Оказывается, началась вся эта канитель еще вон когда. После смерти дедушки Ераса на пасеке перебывало охотников до легкой жизни много, да то в пчеловодстве не разбирались, то просто не выдерживали: летом догляд да уход нужен — не отлучись, а зимой тоже не проще: пчел подкармливать надо, рамки и улья мастерить, вощинку прессовать — все самому! А иные в запой ударялись, бражку-медовуху гнали и хлестали, не просыпаясь от пьянок. А Вовка был в армии, отслужил и больше года шоферил в городе, думали, уж так в городе и останется. И вдруг является. «Что, — говорит, — слыхал я, ухайдакали пасеку-то дедушки Ераса?» «Ухайдакали...» «А мне, — говорит, — доверяете? Хочу возродить ее в прежнем виде! Да не с панталыку я сбился, в своем, мол, уме и прошу послать меня на курсы пчеловодов!..» Ну, правление и решило: послать на курсы. Съездил. Вернулся и первым делом увел от Леньки Куприхина свою зазнобу, Любаху Паньшину, которая ждала его из армии не год и не два — четыре года матросской службы, но как стало известно, что осел демобилизованный моряк в Истринске, до Попереченки не доехал, — в тот же месяц вышла за Леньку, не попавшего на службу по болезни и все эти годы увивавшегося за Любой. Назло Володьке, надо понимать, вышла... Ну, переехали они с Володькой на пасеку, отремонтировал ее новоиспеченный пасечник дом для зимнего жилья (после дедушки Ераса ни один не зимовал на Мяконьком, обходились наездами из деревни). Через год Люба родила мальчонку, внука Фросе, а Вовка собрал более десятка роев в старый роевник дедушки Ераса.
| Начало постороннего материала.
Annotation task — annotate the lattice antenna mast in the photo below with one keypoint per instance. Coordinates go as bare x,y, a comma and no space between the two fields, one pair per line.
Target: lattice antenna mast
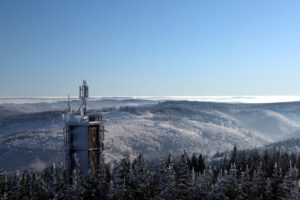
83,95
69,105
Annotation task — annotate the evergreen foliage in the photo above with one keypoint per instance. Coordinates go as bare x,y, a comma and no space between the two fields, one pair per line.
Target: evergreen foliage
241,175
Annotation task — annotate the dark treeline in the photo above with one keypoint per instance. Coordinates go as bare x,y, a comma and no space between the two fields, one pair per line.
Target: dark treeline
243,175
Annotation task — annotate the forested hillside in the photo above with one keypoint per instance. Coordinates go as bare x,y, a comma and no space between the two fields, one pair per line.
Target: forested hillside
242,175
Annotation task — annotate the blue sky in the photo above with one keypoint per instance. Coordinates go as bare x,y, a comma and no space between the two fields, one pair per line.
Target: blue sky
152,48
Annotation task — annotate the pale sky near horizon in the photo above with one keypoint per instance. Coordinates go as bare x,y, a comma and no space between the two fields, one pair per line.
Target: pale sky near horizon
150,48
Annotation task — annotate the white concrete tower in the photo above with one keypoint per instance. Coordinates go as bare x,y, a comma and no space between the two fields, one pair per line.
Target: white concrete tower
84,135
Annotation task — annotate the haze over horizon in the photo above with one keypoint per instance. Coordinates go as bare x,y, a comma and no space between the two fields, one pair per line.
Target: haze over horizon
150,48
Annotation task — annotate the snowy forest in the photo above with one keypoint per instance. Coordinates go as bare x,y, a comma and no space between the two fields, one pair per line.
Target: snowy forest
236,175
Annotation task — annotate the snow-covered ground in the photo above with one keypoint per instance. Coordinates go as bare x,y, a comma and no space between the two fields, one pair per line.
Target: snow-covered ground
32,133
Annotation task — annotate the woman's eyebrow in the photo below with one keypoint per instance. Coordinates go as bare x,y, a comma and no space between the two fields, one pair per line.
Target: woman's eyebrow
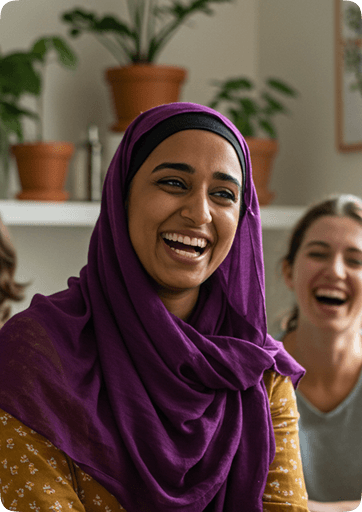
320,243
327,246
191,170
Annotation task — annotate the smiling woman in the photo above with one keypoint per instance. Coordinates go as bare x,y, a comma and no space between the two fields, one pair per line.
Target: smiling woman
151,382
323,267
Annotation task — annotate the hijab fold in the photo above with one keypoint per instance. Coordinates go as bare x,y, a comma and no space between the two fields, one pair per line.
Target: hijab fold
166,415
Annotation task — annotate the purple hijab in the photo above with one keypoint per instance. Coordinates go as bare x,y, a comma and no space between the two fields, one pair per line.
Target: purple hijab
166,415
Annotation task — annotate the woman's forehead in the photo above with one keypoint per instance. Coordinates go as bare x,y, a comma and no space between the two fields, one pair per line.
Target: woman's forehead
197,145
334,229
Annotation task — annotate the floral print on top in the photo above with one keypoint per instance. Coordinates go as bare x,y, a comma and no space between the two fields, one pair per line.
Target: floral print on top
36,477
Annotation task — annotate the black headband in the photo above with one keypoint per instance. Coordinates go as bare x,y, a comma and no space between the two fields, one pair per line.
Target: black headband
185,121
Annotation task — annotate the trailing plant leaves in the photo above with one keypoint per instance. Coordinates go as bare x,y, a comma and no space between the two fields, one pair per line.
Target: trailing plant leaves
273,106
18,76
84,21
249,106
10,118
353,18
65,54
266,126
249,113
135,39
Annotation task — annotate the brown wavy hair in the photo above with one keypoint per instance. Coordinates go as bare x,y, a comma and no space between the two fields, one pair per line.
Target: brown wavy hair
10,290
344,205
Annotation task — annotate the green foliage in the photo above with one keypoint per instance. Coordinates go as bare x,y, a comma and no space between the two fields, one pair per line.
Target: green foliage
21,74
352,49
149,28
248,113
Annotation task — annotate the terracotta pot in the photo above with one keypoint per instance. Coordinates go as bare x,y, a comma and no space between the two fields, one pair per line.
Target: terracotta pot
43,168
139,87
262,153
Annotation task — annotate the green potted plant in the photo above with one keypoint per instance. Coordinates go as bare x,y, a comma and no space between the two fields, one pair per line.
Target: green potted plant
42,165
137,83
252,115
352,47
17,77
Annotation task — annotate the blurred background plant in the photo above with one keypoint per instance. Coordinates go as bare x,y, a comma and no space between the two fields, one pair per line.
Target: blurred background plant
252,113
352,49
148,30
22,73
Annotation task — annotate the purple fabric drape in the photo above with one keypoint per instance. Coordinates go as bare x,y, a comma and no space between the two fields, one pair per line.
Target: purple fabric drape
166,415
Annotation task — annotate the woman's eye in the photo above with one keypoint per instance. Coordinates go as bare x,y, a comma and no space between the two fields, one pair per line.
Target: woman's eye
319,255
225,194
356,263
172,182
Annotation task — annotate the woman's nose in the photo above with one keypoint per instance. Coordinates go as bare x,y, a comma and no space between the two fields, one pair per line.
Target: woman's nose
197,209
337,267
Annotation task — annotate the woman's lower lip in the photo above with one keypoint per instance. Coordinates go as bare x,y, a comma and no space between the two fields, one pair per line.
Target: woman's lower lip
180,257
329,308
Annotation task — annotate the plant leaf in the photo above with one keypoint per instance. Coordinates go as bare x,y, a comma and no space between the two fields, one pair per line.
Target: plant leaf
66,56
18,76
267,127
273,105
249,106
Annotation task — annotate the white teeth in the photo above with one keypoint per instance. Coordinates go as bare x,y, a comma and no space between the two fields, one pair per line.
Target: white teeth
186,240
188,254
333,294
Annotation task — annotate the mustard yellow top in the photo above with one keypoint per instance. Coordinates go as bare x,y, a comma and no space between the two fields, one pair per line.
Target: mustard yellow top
36,477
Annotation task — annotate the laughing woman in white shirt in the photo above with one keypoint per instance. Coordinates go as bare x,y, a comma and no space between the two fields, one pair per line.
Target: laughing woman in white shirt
323,267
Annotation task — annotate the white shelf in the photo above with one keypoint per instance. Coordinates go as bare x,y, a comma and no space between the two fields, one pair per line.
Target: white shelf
280,217
74,213
34,213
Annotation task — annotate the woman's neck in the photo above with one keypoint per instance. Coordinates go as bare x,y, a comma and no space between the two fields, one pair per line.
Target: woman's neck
325,354
180,304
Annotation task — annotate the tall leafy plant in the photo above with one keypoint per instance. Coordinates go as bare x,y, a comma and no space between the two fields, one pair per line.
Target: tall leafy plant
352,49
249,112
142,37
21,74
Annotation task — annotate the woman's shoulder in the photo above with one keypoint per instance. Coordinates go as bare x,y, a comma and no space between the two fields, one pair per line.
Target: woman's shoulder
277,384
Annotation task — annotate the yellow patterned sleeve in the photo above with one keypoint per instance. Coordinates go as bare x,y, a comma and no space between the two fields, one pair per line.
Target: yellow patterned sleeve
35,476
285,488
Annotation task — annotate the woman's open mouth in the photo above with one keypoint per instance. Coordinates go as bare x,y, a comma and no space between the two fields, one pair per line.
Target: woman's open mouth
330,297
184,245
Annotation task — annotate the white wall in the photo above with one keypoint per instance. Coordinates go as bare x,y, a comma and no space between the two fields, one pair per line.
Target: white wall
210,47
296,43
289,39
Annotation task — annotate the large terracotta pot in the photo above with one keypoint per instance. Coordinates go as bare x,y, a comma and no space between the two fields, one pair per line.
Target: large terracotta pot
43,168
262,153
139,87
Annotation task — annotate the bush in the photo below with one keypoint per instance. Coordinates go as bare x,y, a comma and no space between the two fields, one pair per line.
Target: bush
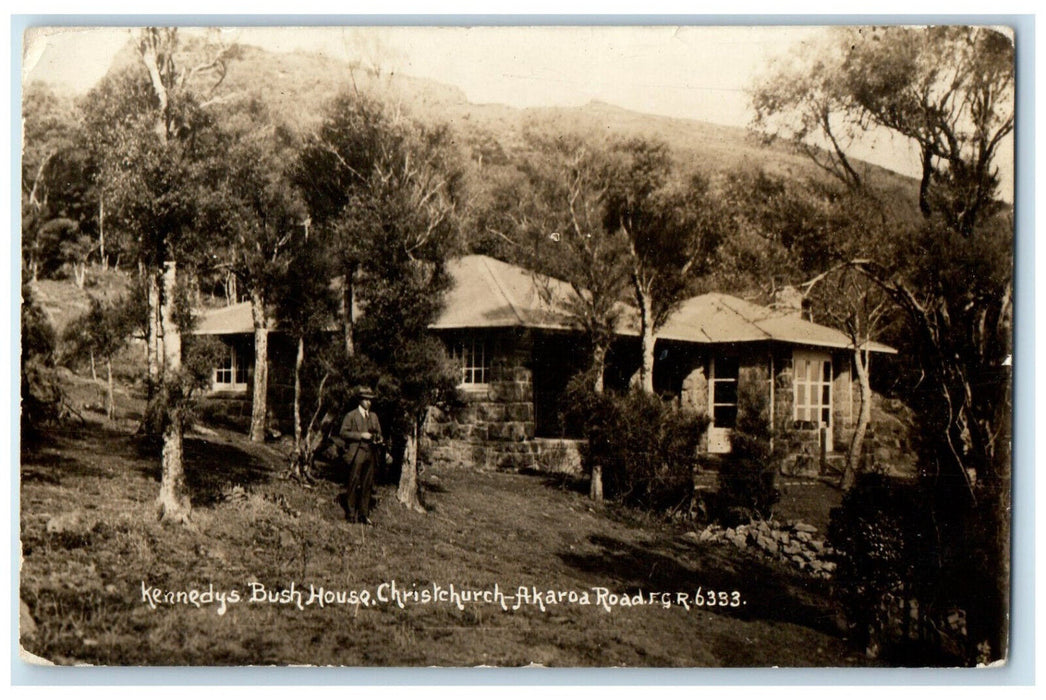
41,391
646,448
747,477
889,574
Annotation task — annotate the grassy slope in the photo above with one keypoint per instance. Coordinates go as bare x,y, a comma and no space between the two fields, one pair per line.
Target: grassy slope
89,539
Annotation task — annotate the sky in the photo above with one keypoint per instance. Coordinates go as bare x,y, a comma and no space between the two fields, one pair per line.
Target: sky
697,72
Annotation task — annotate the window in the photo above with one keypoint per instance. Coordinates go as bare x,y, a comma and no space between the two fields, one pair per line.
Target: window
231,371
813,388
724,391
475,361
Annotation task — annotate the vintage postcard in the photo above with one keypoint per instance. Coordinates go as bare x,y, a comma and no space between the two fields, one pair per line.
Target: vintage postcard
594,346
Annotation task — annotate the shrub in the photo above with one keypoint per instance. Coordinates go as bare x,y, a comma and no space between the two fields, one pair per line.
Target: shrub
747,477
41,391
646,448
889,573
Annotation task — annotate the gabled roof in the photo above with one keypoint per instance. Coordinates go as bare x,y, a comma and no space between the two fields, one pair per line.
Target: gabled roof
489,293
721,318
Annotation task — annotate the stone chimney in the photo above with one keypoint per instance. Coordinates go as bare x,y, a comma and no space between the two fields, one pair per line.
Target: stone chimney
789,301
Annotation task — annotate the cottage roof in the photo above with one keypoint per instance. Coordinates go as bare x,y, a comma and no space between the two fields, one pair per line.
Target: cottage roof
490,293
721,318
227,320
487,293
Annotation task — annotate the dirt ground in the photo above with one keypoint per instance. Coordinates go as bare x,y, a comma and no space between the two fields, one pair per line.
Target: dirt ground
104,583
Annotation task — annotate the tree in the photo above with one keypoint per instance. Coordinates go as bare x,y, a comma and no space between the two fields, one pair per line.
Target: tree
562,225
405,224
850,301
950,91
150,121
388,190
41,392
335,165
53,184
669,228
260,216
305,307
101,332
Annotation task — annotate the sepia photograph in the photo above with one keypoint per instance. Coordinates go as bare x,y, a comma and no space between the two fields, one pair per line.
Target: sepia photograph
517,346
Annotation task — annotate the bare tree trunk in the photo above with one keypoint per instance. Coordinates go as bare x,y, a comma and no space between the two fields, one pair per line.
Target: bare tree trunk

Еще через год появился второй сын, а Вовка сдал в колхоз четыре тонны меда — почти в полтора раза больше плана.
И вдруг, как гром средь ясного неба, Вовка тетки Проськи ворует в колхозе зерно!
На исходе ночи, когда в деревне начинают горланить первые петухи и сон свинцово смеживает веки, комбайнеры, погасив фары и заглушив моторы, вздремывают на полчаса, не больше — до того момента, когда начнет развидняться и сонливость как бы поотпустит немного. В эти-то полчаса кто-то верхом на лошади успевал бесшумной тенью подъехать к одному из комбайнов, нагрести пшенички в переметные сумы и благополучно отъехать. Замечали мазурика чаще всего в тот момент, когда дело им уже было сделано — пшеница в сумах, сумы на лошади, сам мазурик в седле. Иные со сна, сгоряча, схватив гаечный ключ, с матом кидались вслед за всадником — но куда там! Для острастки стреляя вверх из двустволки, всадник пускал свою лошадь галопом и скрывался в ближайшем ельнике. Устраивали засады, но ночной мазурик то ли всегда был осведомлен, то ли чутьем угадывал, к какому комбайну не стоит сегодня соваться, — всякий раз уходил, полоша ночь выстрелами. И единственной уликой было — след просыпанной пшеницы (вроде как ручейком стекала из прорванного угла сумы), ведший по проселку в сторону Володькиной пасеки...
— Вот тут што хошь, то и думай, — горестно заключила бабушка Наталья. — Ераса Лексеича, покойничка, бог миловал, не довел до такого позора дожить...
Бабушка Арина возразила:
— Был бы живой Ерас, так и на пасеке не приключилась бы такая чехарда, и Вовка после армии прямиком ехал бы домой, к матке с дедом, и жил бы теперь в деревне, на виду у Проси, и не было бы такой оказии...
Словом, выходило, что во всей это передряге виноват один человек — дедушка Ерас: зачем рано умер?
Пополудни, сладив на скорую руку удилища из тальника, мы втроем — отец, Люся и я — заспешили к правому притоку речки Быструшки — ручью Мяконькому
Город за долгие годы исподволь приспособил нас к стремительному ритму, к геометрической выверенности и скупой емкости окружающего, которые и кажутся нам воплощением высшей организации человеческого бытия.
В деревне же все иначе, начиная с вольготности, неограниченности мира за околицей (то-то сельские жители, попав на день в город и намаявшись от суетни и толкотни на узких каменных дорогах, где и земли-то не видно, чувствуют себя не в своей тарелке и мечтают скорей попасть домой).